Michel Vinaver avait publié deux romans lorsqu'il entra comme cadre
administratif chez Gillette, société où il ferait sa carrière. C'était en 1953. Une de ses premières missions consista à tenter de faire abolir un décret interdisant la pratique des permanentes à domicile, vu l'éventuelle dangerosité des composants chimiques pour le cuir chevelu. Chargé d'organiser le lobbying auprès des corps constitués et autres comités d'hygiène ou journaux professionnels, Vinaver constata de visu l'imbrication de divers plans de la vie publique, observa l'insolite sinon le disparate dans l'agenda des hommes politiques.
En son temps explosive. L'été 1955, il suivrait à Annecy les répétitions d'Ubu Roi, lors d'un stage d'amateurs dirigé par Gabriel Monnet.
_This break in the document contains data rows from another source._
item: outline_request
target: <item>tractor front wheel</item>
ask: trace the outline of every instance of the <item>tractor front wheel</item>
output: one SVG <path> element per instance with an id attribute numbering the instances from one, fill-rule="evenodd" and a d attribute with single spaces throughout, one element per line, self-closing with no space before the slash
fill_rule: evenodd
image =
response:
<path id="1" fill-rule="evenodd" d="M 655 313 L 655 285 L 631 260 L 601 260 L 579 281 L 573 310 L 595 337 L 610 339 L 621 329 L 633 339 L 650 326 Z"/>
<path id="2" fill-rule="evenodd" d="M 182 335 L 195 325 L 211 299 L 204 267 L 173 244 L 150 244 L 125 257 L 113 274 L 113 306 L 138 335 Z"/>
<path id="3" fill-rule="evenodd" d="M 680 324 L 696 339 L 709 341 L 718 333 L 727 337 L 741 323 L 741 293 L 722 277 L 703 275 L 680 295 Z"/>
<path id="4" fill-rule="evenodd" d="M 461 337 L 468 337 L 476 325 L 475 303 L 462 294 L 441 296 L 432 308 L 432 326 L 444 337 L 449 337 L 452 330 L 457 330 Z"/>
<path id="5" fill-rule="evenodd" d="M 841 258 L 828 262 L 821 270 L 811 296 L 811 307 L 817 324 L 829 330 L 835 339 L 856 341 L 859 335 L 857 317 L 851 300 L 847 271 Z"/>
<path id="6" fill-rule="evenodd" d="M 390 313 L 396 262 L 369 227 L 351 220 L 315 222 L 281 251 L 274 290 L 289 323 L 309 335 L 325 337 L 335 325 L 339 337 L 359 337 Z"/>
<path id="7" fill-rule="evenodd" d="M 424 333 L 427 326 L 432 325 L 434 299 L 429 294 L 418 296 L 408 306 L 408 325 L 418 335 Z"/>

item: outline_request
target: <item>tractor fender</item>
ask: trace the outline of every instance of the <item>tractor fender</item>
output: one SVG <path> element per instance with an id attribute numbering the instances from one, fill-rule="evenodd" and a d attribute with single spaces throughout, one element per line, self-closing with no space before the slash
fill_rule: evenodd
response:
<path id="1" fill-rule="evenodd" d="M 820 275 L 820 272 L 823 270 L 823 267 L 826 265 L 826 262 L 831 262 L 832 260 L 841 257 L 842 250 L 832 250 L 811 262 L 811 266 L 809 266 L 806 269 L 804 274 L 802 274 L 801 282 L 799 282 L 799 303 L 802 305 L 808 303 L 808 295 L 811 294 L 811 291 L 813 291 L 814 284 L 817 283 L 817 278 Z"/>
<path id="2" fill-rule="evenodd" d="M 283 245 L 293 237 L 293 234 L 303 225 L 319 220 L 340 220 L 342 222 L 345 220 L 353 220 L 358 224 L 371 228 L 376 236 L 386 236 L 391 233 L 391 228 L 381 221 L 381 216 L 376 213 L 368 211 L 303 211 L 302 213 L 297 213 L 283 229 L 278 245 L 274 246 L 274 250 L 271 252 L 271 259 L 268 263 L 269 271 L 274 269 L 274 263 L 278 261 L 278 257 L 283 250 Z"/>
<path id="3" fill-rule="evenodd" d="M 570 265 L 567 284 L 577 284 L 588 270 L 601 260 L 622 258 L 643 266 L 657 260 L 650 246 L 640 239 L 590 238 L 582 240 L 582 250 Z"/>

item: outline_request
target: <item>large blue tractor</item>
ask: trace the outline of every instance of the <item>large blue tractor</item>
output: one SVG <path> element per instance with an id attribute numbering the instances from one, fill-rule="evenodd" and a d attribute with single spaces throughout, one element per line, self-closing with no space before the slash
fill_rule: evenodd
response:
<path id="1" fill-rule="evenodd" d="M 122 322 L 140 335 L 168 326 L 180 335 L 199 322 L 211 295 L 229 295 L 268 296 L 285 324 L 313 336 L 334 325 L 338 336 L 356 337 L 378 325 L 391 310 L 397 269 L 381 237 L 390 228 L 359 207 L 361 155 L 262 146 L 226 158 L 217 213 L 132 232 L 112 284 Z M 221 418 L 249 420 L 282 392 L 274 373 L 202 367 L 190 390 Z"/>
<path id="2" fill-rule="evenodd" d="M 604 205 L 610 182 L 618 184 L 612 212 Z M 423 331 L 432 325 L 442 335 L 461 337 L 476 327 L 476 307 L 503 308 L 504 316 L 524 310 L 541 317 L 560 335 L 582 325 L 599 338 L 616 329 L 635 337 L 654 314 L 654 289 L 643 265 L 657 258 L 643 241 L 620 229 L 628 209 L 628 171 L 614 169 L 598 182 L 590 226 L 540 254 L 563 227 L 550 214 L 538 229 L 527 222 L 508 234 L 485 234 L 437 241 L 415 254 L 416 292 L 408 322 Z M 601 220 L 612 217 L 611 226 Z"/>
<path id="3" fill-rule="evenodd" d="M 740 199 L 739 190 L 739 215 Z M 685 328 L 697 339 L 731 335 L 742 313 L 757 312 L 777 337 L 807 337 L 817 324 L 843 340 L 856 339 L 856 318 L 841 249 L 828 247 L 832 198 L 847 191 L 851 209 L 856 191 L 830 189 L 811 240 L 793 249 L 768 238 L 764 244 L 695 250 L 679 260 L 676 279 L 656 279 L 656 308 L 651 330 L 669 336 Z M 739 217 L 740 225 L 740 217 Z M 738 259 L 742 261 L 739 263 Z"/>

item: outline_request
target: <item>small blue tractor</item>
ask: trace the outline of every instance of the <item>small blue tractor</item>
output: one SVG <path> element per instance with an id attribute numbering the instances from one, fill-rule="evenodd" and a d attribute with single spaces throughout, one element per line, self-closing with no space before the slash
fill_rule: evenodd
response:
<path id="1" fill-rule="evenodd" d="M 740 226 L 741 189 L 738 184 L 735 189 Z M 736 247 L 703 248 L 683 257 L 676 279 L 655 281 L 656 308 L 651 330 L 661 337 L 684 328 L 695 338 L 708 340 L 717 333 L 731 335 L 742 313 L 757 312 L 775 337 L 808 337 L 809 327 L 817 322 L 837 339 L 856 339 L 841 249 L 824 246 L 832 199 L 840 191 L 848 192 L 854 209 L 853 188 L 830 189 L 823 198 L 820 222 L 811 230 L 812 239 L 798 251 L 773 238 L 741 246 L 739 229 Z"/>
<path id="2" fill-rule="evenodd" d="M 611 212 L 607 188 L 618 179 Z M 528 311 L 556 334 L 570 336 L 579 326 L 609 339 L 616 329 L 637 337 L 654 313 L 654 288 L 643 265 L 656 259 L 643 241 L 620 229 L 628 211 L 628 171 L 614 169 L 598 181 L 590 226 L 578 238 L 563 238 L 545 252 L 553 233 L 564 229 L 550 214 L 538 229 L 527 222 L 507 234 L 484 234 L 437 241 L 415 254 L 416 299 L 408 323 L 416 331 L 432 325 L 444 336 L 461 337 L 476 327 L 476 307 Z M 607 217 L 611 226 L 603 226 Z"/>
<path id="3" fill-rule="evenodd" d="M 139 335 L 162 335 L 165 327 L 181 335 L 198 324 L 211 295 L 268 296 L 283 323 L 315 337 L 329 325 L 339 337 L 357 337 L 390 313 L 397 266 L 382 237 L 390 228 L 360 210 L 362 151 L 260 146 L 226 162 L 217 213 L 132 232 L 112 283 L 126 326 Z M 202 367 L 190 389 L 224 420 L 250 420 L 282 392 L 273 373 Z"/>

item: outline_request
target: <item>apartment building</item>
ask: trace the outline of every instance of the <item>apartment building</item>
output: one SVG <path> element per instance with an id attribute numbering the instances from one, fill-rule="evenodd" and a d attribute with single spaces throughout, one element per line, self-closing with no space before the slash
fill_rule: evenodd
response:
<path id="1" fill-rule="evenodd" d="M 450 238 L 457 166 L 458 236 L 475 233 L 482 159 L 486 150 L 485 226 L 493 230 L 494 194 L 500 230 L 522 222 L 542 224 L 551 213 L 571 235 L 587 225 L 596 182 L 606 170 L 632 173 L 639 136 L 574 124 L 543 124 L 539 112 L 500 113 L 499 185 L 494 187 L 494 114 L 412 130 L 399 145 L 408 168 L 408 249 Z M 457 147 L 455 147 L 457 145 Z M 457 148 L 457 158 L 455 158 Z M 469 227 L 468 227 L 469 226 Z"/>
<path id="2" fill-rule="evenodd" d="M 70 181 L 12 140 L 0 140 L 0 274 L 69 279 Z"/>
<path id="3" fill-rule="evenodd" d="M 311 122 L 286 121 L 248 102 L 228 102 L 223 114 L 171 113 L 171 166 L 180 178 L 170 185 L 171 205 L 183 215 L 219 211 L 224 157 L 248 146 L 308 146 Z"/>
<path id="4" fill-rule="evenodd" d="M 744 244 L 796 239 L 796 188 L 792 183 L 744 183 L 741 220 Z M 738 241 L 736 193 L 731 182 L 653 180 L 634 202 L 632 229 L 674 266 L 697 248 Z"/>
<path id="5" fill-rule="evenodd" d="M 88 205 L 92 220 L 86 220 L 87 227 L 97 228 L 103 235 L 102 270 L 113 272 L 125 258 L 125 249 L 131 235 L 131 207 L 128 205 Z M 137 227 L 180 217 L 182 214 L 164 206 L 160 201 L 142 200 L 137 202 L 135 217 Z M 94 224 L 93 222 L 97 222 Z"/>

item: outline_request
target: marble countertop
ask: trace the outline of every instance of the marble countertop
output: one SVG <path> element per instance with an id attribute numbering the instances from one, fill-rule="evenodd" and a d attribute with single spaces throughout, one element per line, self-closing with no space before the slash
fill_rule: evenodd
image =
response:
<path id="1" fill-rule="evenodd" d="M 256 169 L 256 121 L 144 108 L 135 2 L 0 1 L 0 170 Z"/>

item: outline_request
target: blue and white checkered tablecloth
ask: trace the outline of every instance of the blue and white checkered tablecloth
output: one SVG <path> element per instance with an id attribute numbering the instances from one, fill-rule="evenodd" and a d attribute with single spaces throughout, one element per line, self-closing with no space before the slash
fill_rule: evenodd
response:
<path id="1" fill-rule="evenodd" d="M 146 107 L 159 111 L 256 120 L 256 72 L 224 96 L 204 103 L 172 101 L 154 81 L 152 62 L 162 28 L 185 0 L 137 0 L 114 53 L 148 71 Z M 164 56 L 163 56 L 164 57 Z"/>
Encouragé par ce dernier il en vint à écrire sa première pièce: les Coréens. Cette odyssée d'un soldat du contingent français en Extrême-Orient montée fin 1956 par Roger Planchon, fut reprise d'emblée par Jean-Marie Serreau, et louée par Roland Barthes, puis interdite par le ministère de la Jeunesse et des Sports. Dans le même élan, l'auteur allait composer les Huissiers, s'inspirant à nouveau de l'actualité, cette fois la guerre d'Algérie. Trempée dans l'ironie, la pièce à niveaux multiples, qui aurait pu sur le moment être explosive, attendrait vingt-trois ans avant d'être créée.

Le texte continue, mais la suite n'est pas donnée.